チアさんとストゥルーバントさんにとって、WGSは世界中から集まったトップクラスのシェフと情報交換をして刺激を受ける貴重な場になっている。受賞したことで知名度も上がり、ビジネスにも弾みがついた。WGSはファインダイニングの習慣をシンガポールに定着させ、シンガポールの高級レストランを国際的レベルに引き上げることにも貢献してきた、と2人は評価する。

シンガポールの飲食業界で確固たるキャリアを築き上げた2人は今、シンガポールに自分たちが培った知識を返す時期にきていると考えており、後継者の育成に力を注いでいる。3人の見習いの指導にあたっているストゥルーバントさんは「僕はヘビーメタルを聴くのが好きなんだけど、それでも演奏の基本はクラシックだよね。彼らが将来自分の料理を見つけた時のために、今はソースの作り方から衛星管理やマナーも含めて基礎を徹底して教えている」。チアさんは「調理技術とビジネスの後継者は別。事業の引継ぎは簡単だが、技を伝えるのは難しい。やる気のある人間にしか教えられない。経験のない従業員を雇い入れる時は、態度を重視する。立ち居振る舞いから、その人間がどこまで伸びるのかを判断できる」と、一流のシェフを目指すには人間性が大切であることを説く。 

■日本人シェフ、フレンチの巨匠がシンガポールに紹介する日本の「旨み」

日本からは「オテル・ドゥ・ミクニ」(東京都新宿区)のオーナーシェフ、三國清三さんが42125日、創作中華レストラン「クラブ・シノワ(Club Chinois)」にゲスト・シェフとして招かれた。全日ほぼ満席という反響で、23日には料理教室も行った。

「僕の言葉はフランス語と日本語だけ。彼ら(参加者)は中国語と英語なので、もうボディー・ランゲージしかない。でもみんな志が高いので、僕の動作を観察してソースの作り方をメモったりと貪欲だった」と三國さん。

三國さんは、WGSの主催者であるニップさんがラッフルズ・ホテルの総料理長を務めていた時期に2度「ミクニ・フェア」を開催しており、世界料理大会の審査員としても2度来星。WGSは初参加ながら今回で5度目のシンガポール訪問であり、ニップさんとは旧知の仲。

12周年を迎えたWGSについて「モチベーションやレベルを高めていくには、やはり継続が大事」とその歴史を評価。「これからシンガポールは、東京に次ぐグルメのメッカになるのでは?『食は文化なり』ってよく言われますよね。東京もそうだけど、街が成熟すれば、そこで新たな食の展開をむかえる。F1の開催とカジノのオープンに伴い、これからシンガポールにはもっと世界中から人が集まって来る。シンガポールではビジネスが中心だけど、商談でも絶対に食が関わってくる。10年くらい前に来た時は、暑い気候のせいで、シンガポール人はホット(辛さ)とか刺激の強い味に慣れていた。でも今回気付いたけど、まだ日本に旅行したりしているハイクラスの人々に限られるが、昆布だしの味とかデリケートな味の感覚にどんどん進んでいる。侮れない。彼らは日本人や日本の食をものすごく意識しているし、日本人もうかうかしていられない」。

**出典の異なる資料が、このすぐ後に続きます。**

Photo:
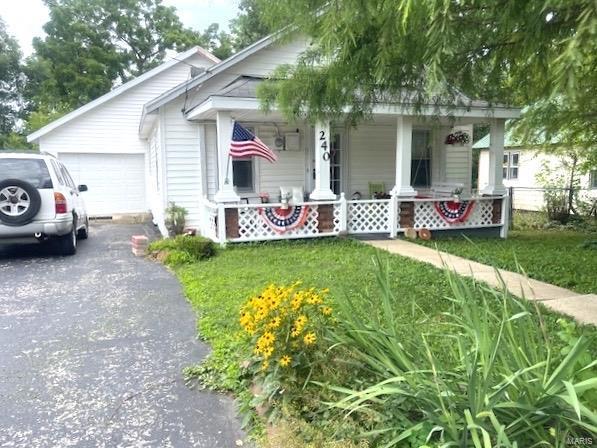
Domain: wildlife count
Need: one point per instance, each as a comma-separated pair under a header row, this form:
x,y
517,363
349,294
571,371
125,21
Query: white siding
x,y
113,127
182,150
527,193
371,158
287,171
458,161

WGSにおける三國さんのキーワードは旨み。「甘い・酸っぱい・しょっぱい・苦いという世界共通の4味がある。旨みというのが5番目の味で、これは日本人が発見して今『UMAMI』として世界で共通用語になっている。旨みの素が昆布で、その成分は100%グルタミン酸。昆布を食べる人って、世界で日本人しかいない。その旨みに今、世界中が注目している。日本独特の旨みが外国人に理解できるのかというと、旨みというものがあってこそ、日本食が今現実に、世界中でブームになっているんだと思う」。

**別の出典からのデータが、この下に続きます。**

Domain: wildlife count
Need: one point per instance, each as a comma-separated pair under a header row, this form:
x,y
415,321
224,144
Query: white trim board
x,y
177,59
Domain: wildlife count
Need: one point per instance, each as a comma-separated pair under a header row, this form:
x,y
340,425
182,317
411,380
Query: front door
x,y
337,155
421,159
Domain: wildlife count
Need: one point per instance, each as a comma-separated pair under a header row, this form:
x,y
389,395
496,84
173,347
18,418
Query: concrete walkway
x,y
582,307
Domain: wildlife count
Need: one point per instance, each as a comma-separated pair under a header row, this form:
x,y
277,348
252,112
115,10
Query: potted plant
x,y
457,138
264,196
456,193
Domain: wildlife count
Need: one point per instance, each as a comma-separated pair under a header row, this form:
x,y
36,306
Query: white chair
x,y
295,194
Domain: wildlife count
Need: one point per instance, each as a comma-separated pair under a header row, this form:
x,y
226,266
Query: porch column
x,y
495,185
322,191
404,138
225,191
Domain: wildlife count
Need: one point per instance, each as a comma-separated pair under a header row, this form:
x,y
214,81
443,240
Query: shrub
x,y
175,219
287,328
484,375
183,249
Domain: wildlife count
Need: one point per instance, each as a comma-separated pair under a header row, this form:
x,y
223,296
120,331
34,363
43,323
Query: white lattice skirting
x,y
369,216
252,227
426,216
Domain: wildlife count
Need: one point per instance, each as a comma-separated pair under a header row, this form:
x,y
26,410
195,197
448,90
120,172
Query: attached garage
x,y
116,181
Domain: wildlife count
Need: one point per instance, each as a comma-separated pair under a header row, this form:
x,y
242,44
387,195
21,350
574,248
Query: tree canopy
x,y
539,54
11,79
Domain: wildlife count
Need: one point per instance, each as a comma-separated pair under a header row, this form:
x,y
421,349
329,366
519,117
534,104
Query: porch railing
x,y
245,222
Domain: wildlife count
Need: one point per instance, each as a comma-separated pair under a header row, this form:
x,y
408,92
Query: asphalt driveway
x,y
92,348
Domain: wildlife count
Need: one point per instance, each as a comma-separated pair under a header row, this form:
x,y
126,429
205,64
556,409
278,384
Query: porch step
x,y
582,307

旨みにこだわる三國さんの今回WGSでのメニューは、マレーシア産川魚グルッパ Umamiコンソメスープ、ツナタルタルうずらのポーチド・エッグ添え、アボカドオイルとゆず醤油が香るビネグレット和え、葛ゼリー マロングラッセと季節の果物添え、など日本の食材の繊細な持ち味を生かした内容となった。しかし、「基本的な主材料も付け合せも、全部現地。なぜなら世界中どこに行っても、香りも風味も地元のものが一番おいしいから。日本のものを持ってきてやろうとすると、味が反発するので。確かに最初は使いづらいけど、お客様の意見を聞きながら調整していく。大体一日半くらいすると、ピッタンコですね。それが海外で仕事をする醍醐味」(三國さん)と話す。

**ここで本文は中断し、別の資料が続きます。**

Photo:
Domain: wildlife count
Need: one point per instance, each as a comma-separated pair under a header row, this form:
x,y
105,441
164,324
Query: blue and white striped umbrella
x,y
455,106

日本で食育にも関わっている三國さんは、シンガポールの屋台やレストランがどこも家族や友人と一緒に食事をする人々であふれている光景に驚いた。「現地の人から、ハッピーか、楽しいか、とかよく聞かれます。日本では一人で食事をする孤食や、食卓で家族が全く違うものを食べたりする習慣が問題になっているが、こっちの人は仕事もするけど、家族や友達と一緒においしいものを食べる時間、ハッピーを大切にする」。社会が変化するにつれて、新しい問題や課題が生まれる。それを解決する鍵は人間の根源的な欲求である食にある、と三國さんは信じている。

■新たな局面を迎えるシンガポールの食文化

経済成長を続けるシンガポールの食文化は、成熟に向けて新たな局面を迎えている。機会にあわせて洗練された食事の雰囲気を楽しもうという考えが広まり、外食の基準がこれまでの「安くておいしい」一辺倒から多様になってきている。シンガポールにとって幸運なのは、政府が美食文化の繁栄がもたらす経済的効果の重要性を認識していることである。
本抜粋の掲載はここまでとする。